L'occasion de rappeler les coulisses de la photo officielle - depuis le
général de Gaulle.
Il s'agit d'un rite. Républicain.
Nicolas Sarkozy s'y est prêté lundi dernier. De bonne grâce. Sans faire de
chichi. Sans s'impatienter non plus. En professionnel. Après, il a dit
merci au photographe, à son assistant et à la maquilleuse qui les
accompagnaient. Comme le général de Gaulle et François Mitterrand, le
vingt-troisième président de la République a choisi de poser pour son
portrait officiel devant la bibliothèque du Palais de l'Élysée. Parce que
c'est la pièce qu'il préfère. Habituellement, la séance est entourée d'un
protocole plus ou moins contraignant. Les conseillers sont légions.
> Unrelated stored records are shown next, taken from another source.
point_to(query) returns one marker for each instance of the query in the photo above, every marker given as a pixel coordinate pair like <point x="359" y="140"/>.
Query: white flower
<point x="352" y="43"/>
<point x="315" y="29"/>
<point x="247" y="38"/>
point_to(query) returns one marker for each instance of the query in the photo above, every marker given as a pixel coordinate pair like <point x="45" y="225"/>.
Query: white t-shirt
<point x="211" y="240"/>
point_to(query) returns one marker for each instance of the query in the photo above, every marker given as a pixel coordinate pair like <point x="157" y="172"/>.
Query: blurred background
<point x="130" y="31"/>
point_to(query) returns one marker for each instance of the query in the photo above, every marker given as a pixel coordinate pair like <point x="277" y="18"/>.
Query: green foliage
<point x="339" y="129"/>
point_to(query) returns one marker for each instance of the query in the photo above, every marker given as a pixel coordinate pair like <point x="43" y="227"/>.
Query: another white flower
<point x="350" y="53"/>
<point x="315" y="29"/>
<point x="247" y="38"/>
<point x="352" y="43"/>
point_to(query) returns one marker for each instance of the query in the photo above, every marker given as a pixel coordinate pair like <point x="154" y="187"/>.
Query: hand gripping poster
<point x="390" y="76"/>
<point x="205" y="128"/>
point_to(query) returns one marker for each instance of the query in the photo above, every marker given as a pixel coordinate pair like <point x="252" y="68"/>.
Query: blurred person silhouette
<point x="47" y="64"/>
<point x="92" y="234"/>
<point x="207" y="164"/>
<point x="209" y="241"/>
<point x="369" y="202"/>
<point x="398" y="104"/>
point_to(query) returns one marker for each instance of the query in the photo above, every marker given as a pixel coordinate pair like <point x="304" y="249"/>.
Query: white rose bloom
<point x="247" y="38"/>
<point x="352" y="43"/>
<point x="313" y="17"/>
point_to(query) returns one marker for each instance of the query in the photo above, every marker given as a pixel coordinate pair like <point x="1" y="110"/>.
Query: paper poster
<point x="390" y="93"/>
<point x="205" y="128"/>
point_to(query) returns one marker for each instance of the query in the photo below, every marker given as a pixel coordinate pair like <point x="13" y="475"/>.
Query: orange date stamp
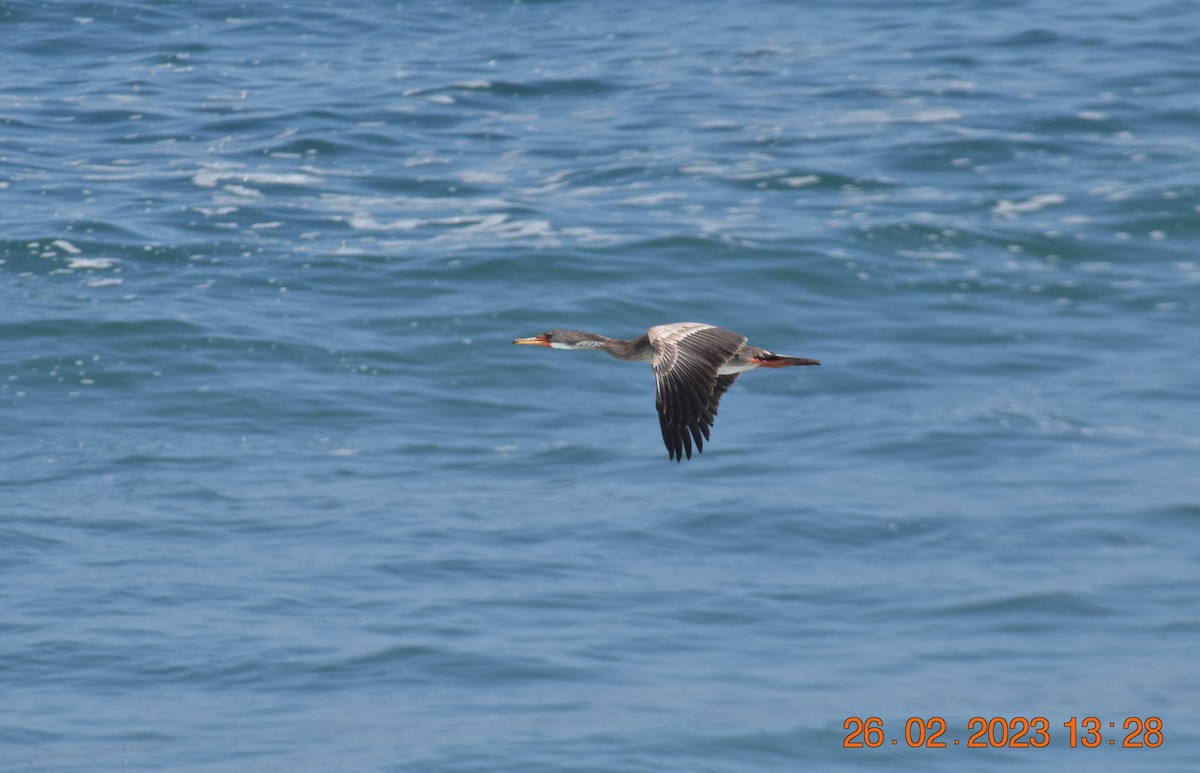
<point x="1007" y="732"/>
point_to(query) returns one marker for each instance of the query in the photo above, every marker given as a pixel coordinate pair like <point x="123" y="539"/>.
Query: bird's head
<point x="562" y="340"/>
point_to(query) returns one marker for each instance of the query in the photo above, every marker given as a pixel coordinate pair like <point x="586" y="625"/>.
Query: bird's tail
<point x="779" y="360"/>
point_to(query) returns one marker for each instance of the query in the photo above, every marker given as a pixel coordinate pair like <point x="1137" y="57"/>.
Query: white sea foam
<point x="1006" y="208"/>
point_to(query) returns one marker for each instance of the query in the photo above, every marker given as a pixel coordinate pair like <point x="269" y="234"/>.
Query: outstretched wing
<point x="687" y="357"/>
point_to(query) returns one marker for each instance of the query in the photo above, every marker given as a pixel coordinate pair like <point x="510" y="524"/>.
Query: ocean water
<point x="277" y="492"/>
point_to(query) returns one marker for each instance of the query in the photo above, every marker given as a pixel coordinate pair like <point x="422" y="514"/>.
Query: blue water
<point x="277" y="492"/>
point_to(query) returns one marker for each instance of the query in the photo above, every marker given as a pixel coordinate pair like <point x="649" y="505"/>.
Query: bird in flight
<point x="694" y="365"/>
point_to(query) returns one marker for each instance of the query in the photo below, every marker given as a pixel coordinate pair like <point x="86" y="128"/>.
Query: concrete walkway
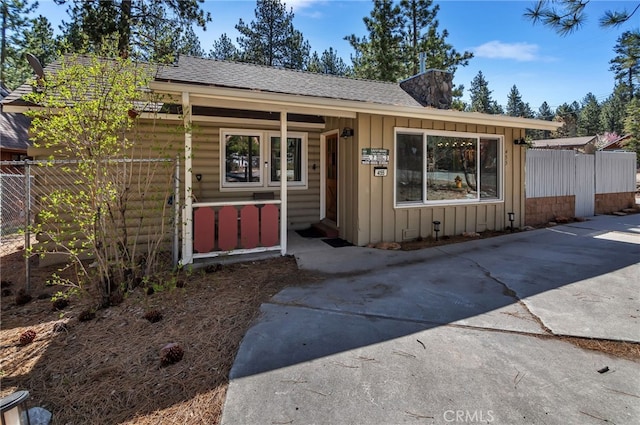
<point x="453" y="334"/>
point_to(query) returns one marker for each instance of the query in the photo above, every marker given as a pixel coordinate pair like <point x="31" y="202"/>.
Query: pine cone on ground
<point x="171" y="353"/>
<point x="153" y="316"/>
<point x="87" y="315"/>
<point x="27" y="337"/>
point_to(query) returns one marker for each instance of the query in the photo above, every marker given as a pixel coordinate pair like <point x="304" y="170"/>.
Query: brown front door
<point x="331" y="203"/>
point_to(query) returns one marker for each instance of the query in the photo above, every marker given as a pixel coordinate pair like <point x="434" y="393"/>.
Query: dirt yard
<point x="108" y="370"/>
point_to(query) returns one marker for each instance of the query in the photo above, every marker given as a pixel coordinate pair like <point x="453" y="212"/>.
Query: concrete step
<point x="326" y="230"/>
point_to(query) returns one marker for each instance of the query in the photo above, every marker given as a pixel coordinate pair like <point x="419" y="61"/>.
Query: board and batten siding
<point x="379" y="220"/>
<point x="303" y="204"/>
<point x="347" y="178"/>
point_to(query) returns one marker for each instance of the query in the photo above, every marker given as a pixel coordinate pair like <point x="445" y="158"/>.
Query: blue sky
<point x="508" y="49"/>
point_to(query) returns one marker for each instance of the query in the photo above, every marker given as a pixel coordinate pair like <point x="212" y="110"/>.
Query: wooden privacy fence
<point x="561" y="183"/>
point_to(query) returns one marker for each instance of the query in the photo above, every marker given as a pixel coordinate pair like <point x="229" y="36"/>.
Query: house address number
<point x="375" y="156"/>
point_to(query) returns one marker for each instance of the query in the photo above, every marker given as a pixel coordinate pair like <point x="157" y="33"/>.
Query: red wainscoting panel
<point x="204" y="230"/>
<point x="228" y="228"/>
<point x="269" y="225"/>
<point x="249" y="227"/>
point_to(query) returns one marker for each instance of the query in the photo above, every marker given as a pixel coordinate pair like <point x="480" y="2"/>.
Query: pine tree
<point x="15" y="20"/>
<point x="589" y="116"/>
<point x="378" y="56"/>
<point x="224" y="49"/>
<point x="143" y="29"/>
<point x="544" y="113"/>
<point x="328" y="63"/>
<point x="39" y="40"/>
<point x="515" y="106"/>
<point x="626" y="64"/>
<point x="421" y="35"/>
<point x="568" y="116"/>
<point x="272" y="39"/>
<point x="296" y="50"/>
<point x="632" y="127"/>
<point x="481" y="100"/>
<point x="566" y="16"/>
<point x="613" y="110"/>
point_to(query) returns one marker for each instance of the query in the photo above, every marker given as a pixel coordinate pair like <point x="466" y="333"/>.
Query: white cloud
<point x="306" y="7"/>
<point x="523" y="52"/>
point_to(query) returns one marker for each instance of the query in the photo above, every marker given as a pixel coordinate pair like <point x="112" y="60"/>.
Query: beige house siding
<point x="303" y="204"/>
<point x="379" y="220"/>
Chacun
donne son avis et plusieurs mouches du coche, au dernier moment,
voudraient tout chambouler. À cause d'une ombre ou d'une lumière. Surtout
pour se donner de l'importance.
Nicolas Sarkozy n'est pas homme à supporter ces pesanteurs, ces lenteurs,
tous les bla-bla. « Le président, dit Philippe Warrin, qui a réalisé le
cliché, n'aime pas que trop de monde tourne autour de lui à ne rien faire.
Cécilia est juste passée avant le début de la séance pour dire bonjour,
puis elle est retournée dans son bureau. Une conseillère est restée. Mais,
au moment du shoot, j'étais seul avec mon assistant et la maquilleuse face
à Nicolas. »
Sur la photo qui ornera - le don est gratuit pour les municipalités - les
36 664 communes de France, sans compter les commissariats, les écoles, les
préfectures et les ambassades, le président arbore un costume gris
anthracite, une chemise bleu ciel à rayures et une cravate sombre. «
Nicolas, précise Philippe Warrin, voulait du classique. Il a posé debout.
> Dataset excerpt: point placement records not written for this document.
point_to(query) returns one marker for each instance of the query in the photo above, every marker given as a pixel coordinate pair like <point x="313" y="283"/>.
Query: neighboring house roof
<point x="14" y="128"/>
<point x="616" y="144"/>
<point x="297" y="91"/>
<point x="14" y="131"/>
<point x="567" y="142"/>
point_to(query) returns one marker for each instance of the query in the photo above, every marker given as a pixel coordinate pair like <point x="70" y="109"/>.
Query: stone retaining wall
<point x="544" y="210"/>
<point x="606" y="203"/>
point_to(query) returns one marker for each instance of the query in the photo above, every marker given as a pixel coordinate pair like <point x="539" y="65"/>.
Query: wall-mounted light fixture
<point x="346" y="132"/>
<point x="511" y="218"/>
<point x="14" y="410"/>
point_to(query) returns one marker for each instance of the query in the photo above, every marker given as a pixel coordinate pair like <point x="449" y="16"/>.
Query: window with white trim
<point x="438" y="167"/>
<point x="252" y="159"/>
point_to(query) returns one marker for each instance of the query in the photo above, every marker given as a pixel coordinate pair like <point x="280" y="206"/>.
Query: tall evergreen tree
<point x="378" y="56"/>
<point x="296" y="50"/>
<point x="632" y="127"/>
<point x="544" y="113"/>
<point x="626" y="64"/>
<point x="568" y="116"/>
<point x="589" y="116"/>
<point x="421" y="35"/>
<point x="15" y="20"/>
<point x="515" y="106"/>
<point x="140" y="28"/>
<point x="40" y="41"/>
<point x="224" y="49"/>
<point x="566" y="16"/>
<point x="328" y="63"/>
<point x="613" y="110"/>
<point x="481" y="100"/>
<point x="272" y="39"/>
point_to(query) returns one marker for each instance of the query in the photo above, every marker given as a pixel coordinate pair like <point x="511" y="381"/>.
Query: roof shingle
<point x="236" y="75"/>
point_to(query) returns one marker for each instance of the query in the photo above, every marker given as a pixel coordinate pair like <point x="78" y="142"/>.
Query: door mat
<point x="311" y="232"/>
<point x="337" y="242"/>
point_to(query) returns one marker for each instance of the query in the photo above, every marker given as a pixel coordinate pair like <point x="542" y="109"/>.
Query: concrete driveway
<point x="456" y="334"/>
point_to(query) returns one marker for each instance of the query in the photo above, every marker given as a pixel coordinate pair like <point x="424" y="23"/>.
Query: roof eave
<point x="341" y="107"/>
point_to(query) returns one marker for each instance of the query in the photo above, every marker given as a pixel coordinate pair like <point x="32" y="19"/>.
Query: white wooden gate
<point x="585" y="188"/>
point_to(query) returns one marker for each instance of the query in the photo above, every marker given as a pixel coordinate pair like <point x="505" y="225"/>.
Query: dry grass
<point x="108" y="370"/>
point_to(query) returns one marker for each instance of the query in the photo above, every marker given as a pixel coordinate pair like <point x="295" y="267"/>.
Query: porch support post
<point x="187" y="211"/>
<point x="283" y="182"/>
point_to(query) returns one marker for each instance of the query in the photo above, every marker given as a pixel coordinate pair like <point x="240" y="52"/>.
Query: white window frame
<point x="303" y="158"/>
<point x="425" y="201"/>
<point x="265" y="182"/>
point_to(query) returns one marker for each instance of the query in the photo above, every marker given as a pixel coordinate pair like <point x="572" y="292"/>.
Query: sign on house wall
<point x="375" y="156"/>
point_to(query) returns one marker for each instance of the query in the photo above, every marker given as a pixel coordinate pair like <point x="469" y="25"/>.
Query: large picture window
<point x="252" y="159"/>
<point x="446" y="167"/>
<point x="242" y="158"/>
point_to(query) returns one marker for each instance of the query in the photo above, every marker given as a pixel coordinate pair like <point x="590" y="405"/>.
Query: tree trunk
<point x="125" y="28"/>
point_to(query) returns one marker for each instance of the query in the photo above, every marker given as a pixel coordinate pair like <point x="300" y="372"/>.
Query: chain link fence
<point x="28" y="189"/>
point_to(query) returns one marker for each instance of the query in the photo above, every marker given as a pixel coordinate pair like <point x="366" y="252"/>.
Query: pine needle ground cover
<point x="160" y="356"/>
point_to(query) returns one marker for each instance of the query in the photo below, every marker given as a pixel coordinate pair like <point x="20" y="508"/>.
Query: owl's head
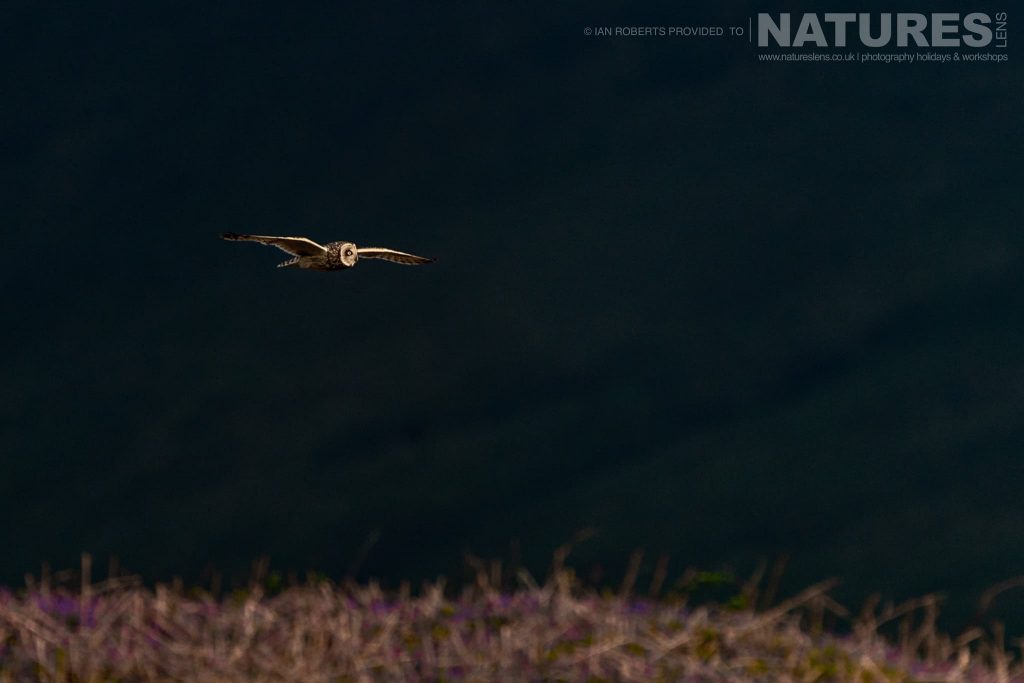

On voit derrière lui le drapeau français ainsi que celui de l'Union
européenne. J'avais suggéré cette innovation. Le président l'a adoptée.
Après les préparatifs d'usage, la séance proprement dite n'aura duré que
vingt minutes. »
Pour immortaliser son image, Charles de Gaulle avait choisi, en 1958, Jean
Marie Marcel qui, en 1945, avait déjà réalisé un portrait de lui, menton
haut et cigarette au coin des lèvres. Jean Marie Marcel, en ce temps-là,
avait déjà fermé son studio de la place Vendôme, mais il a repris ses
objectifs sans barguigner. Le photographe prendra deux clichés du général,
le premier en uniforme, le second en civil avec l'Ordre de la Libération
autour du cou. C'est celui que Charles de Gaulle choisira. Une photo
académique.
Celle de Georges Pompidou le sera également. Mais il est le dernier
président à poser en habit de cérémonie. Après lui, Valéry Giscard
d'Estaing bouscule la tradition. Il veut « rénover » l'image républicaine,
la rajeunir, la dépoussiérer. VGE fait appel à Jacques-Henri Lartigue qui
n'est pas à proprement parler un portraitiste.
Le photographe, une célébrité mondiale, cherche à saisir l'instant, le
mouvement, l'éphémère. Dans son journal, Jacques-Henri Lartigue raconte
que le vingtième président de la République voulait une « photo gaie ».
Elle sera effectivement plus vivante que tous les clichés représentant ses
prédécesseurs. Prise sur le perron de l'Élysée, la photo est très
légèrement « bougée » parce que le vent joue avec le drapé du drapeau
français. Quant à VGE, il esquisse une ébauche de sourire. C'est une
première. Le fait que Jacques-Henri Lartigue ait été rémunéré, également.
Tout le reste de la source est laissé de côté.